Investment Review №338. Change in Direction

Timur Turlov
CEO Freedom Holding Corp.
Small Caps: An Underowned Beneficiary of the Policy Pivot
For the past several years, market leadership has been firmly concentrated in mega-cap technology, particularly the “Magnificent Seven.” Capital, liquidity, and earnings expectations have gravitated toward large-cap growth, leaving small caps structurally underowned. As the rate cycle shifts and the Fed moves closer to easing, that leadership dynamic is beginning to change.
Historically, small caps are more sensitive to monetary easing. The reason is straightforward: funding costs matter more. Roughly two-thirds of small-cap companies carry floating-rate debt, versus closer to one-third in the S&P 500. When rates decline, interest expense falls more quickly for small caps, directly improving margins, free cash flow visibility, and investment capacity.

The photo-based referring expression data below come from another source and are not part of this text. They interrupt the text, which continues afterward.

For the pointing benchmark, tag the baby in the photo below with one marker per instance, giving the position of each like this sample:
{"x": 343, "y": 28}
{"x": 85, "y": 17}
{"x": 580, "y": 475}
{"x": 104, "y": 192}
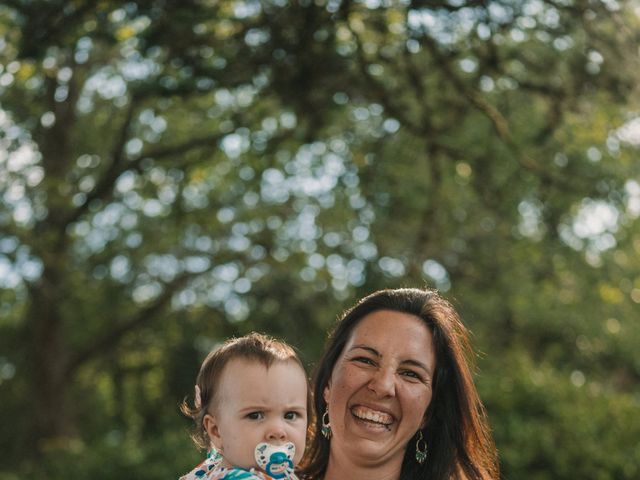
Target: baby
{"x": 251, "y": 404}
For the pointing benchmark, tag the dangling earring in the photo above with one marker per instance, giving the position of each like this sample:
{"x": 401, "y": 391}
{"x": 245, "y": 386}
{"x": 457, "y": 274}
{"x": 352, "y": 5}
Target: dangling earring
{"x": 326, "y": 426}
{"x": 421, "y": 448}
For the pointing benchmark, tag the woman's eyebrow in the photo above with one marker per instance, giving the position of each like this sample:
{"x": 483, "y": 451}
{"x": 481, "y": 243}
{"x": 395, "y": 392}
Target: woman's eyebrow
{"x": 416, "y": 363}
{"x": 410, "y": 361}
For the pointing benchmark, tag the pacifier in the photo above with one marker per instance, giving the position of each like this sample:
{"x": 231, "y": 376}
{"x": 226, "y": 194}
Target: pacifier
{"x": 275, "y": 460}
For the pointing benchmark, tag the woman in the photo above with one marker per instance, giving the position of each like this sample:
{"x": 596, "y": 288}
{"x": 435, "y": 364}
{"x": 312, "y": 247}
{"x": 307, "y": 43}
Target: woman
{"x": 394, "y": 395}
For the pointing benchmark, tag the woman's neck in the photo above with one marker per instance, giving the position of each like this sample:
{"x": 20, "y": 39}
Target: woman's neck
{"x": 342, "y": 468}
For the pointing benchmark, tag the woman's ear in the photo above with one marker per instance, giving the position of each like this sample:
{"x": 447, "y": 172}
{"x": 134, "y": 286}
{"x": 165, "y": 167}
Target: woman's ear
{"x": 211, "y": 427}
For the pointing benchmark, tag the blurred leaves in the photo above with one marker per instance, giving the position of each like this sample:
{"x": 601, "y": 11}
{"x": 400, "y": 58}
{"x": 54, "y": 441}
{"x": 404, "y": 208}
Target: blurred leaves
{"x": 175, "y": 173}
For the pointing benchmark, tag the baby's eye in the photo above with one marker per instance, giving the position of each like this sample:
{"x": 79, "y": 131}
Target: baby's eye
{"x": 291, "y": 415}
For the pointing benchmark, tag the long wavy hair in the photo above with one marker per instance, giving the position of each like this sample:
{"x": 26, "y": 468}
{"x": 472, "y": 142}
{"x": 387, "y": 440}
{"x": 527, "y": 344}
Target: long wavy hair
{"x": 456, "y": 430}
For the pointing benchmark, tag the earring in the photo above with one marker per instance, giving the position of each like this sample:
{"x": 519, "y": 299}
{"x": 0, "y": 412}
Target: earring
{"x": 326, "y": 426}
{"x": 421, "y": 448}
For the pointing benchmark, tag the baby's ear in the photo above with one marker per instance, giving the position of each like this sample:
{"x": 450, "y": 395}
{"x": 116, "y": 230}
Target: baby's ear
{"x": 211, "y": 427}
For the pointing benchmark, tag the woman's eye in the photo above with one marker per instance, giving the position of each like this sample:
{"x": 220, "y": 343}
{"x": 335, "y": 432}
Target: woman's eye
{"x": 290, "y": 415}
{"x": 365, "y": 360}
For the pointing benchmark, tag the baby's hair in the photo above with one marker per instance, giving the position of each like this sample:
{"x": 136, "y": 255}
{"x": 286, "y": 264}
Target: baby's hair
{"x": 254, "y": 346}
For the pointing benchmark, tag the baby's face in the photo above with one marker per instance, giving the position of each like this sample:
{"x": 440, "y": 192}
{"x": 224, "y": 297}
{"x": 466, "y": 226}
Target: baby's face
{"x": 255, "y": 404}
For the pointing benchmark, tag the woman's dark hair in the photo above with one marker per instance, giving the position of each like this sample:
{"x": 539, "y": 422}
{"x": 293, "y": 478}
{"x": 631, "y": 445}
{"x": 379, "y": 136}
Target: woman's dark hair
{"x": 456, "y": 430}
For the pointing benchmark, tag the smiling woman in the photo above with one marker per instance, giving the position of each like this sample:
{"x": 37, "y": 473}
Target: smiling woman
{"x": 395, "y": 397}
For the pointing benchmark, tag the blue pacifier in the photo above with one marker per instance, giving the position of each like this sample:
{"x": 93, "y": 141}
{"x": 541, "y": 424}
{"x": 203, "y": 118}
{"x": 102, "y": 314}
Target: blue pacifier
{"x": 275, "y": 460}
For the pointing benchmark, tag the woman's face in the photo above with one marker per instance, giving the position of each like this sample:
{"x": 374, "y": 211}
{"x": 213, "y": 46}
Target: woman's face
{"x": 380, "y": 388}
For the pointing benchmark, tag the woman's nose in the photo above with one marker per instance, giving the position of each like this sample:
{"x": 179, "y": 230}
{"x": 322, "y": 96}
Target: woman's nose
{"x": 383, "y": 383}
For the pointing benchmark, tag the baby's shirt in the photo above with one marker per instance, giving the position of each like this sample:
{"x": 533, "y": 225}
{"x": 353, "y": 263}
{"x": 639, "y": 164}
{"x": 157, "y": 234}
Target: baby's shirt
{"x": 202, "y": 472}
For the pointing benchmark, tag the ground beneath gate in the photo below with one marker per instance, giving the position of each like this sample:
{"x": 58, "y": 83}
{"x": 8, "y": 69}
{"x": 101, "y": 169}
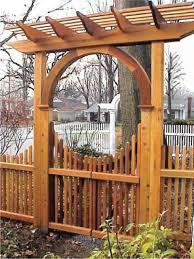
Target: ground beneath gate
{"x": 20, "y": 240}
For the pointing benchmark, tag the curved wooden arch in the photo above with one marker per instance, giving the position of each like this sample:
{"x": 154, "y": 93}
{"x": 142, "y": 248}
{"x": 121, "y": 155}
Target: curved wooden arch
{"x": 131, "y": 63}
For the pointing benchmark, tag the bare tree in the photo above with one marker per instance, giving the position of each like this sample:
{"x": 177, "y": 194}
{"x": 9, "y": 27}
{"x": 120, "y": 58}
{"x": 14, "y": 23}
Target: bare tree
{"x": 15, "y": 124}
{"x": 22, "y": 68}
{"x": 127, "y": 84}
{"x": 174, "y": 75}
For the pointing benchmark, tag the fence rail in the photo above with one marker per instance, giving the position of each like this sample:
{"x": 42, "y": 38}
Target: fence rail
{"x": 87, "y": 190}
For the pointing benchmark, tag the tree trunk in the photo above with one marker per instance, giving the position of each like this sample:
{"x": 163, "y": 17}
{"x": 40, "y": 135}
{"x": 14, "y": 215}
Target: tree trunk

Price action is already signaling a potential shift in leadership. As enthusiasm for the technology sector fades, capital is beginning to rotate into cheaper, more cyclical segments of the market. Over the past three months, the Russell 2000 has outperformed the Nasdaq Composite by more than 10%, marking one of the strongest relative periods in the last two decades. That kind of spread typically characterizes the early stages of a regime rotation rather than a late-cycle squeeze. Volatility dynamics reinforce the message. The gap between implied volatility in mega-cap tech and small caps has widened toward five-year highs. That divergence reflects rising uncertainty around crowded AI and growth trades, while expectations for small caps appear more stable by comparison. For volatility-targeting and risk-parity strategies, that relative setup increases the appeal of small-cap exposure.
The second pillar of the thesis is valuation. On both P/E and EV/EBITDA, small caps trade at a 30–40% discount to large caps at various points in the cycle. Meanwhile, mega-caps already embed optimistic assumptions around earnings acceleration and capital intensity. In contrast, earnings expectations for small caps have only recently begun to stabilize and turn higher. Importantly, small-cap revenues are more domestically oriented. That reduces FX and geopolitical exposure and positions the group as a more direct beneficiary of a recovery in U.S. demand, particularly in a lower-rate environment and amid ongoing tariff uncertainty.
Small caps remain inherently more volatile. That said, the combination of a clear monetary pivot, early signs of capital rotation, and a historically wide valuation discount versus mega-caps creates a relatively rare window of opportunity. For broad exposure, investors may consider vehicles such as the iShares Russell 2000 ETF (IWM) or the Vanguard S&P Small-Cap 600 ETF (VIOO).